The U.S. Senate Banking Committee announced a postponement of discussions regarding the proposed cryptocurrency legislation. This delay came shortly after Coinbase Global Inc’s CEO, Brian Armstrong, publicly opposed the bill. Initially scheduled for Thursday, the Committee's conversation on the measure has been deferred, as confirmed by Senator Tim Scott via social media.

Brian Armstrong highlighted several concerns with the bill, criticizing provisions he believes could hinder the crypto industry's growth. Specific objections included a ban on tokenized equities, constraints on decentralized finance activities, reduced oversight by the Commodity Futures Trading Commission (CFTC), and amendments targeting rewards on stablecoins. Armstrong stated that, in its current form, the legislation would be detrimental compared to existing conditions and expressed a preference for no legislation over ineffective measures.

Coinbase, the largest cryptocurrency exchange in the United States and a significant contributor to pro-crypto entities during the 2024 election cycle, plays an influential role in these legislative negotiations.
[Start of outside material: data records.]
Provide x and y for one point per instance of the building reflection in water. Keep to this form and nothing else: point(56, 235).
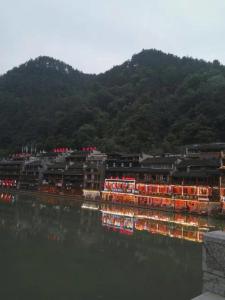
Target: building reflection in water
point(47, 217)
point(127, 220)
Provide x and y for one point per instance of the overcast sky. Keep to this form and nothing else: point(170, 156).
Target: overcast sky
point(94, 35)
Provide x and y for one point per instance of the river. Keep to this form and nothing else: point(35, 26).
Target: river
point(52, 249)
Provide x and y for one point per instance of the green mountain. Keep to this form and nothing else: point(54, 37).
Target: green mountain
point(153, 101)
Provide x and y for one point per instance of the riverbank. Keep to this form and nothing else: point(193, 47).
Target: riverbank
point(70, 199)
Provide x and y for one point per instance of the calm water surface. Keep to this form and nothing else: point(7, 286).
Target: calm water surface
point(86, 252)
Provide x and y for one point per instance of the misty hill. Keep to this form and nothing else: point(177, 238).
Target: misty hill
point(153, 101)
The wider crypto sector has long pushed for a clear regulatory framework that would differentiate crypto tokens as securities or commodities, aiming to reduce uncertainty and cultivate market stability.

Outside of Bitcoin, the broader cryptocurrency market exhibited weaker performance, with many altcoins lagging behind due to fragile investor risk appetite. Geopolitical tensions globally, including concerns over potential U.S. involvement in Venezuela and Iran, contributed to cautious sentiment.

Despite Bitcoin's rebound, it continued to trade at a relative discount on U.S. trading platforms, particularly on Coinbase, compared to international price averages. This trend, persistent since mid-December, suggests ongoing subdued retail demand in the domestic market.

Among alternative cryptocurrencies, Ether remained relatively stable, valued at approximately $3,329.48. XRP experienced a decline of 1.8%, while Binance Coin (BNB) saw nominal changes. Solana decreased by around 2%, and Cardano fell by 4.1%. In the category of memecoins, Dogecoin dropped 3.7%, with $TRUMP token falling 4.4%. These movements demonstrate a generally cautious approach within the altcoin sector amid broader market jitters.

Investors continue to monitor developments both in legislative arenas and global geopolitical environments, recognizing these factors as pivotal to the cryptocurrency market's trajectory in the near term.

Risks

  • Uncertainty surrounding the U.S. crypto bill could prolong regulatory ambiguity, impacting investor confidence and market stability.
  • Disapproval from major industry players like Coinbase indicates potential challenges in achieving consensus on crypto regulations, possibly delaying legislative progress.
  • Global geopolitical tensions, particularly related to potential U.S. actions in Venezuela and Iran, remain a source of market apprehension, affecting cryptocurrency valuations.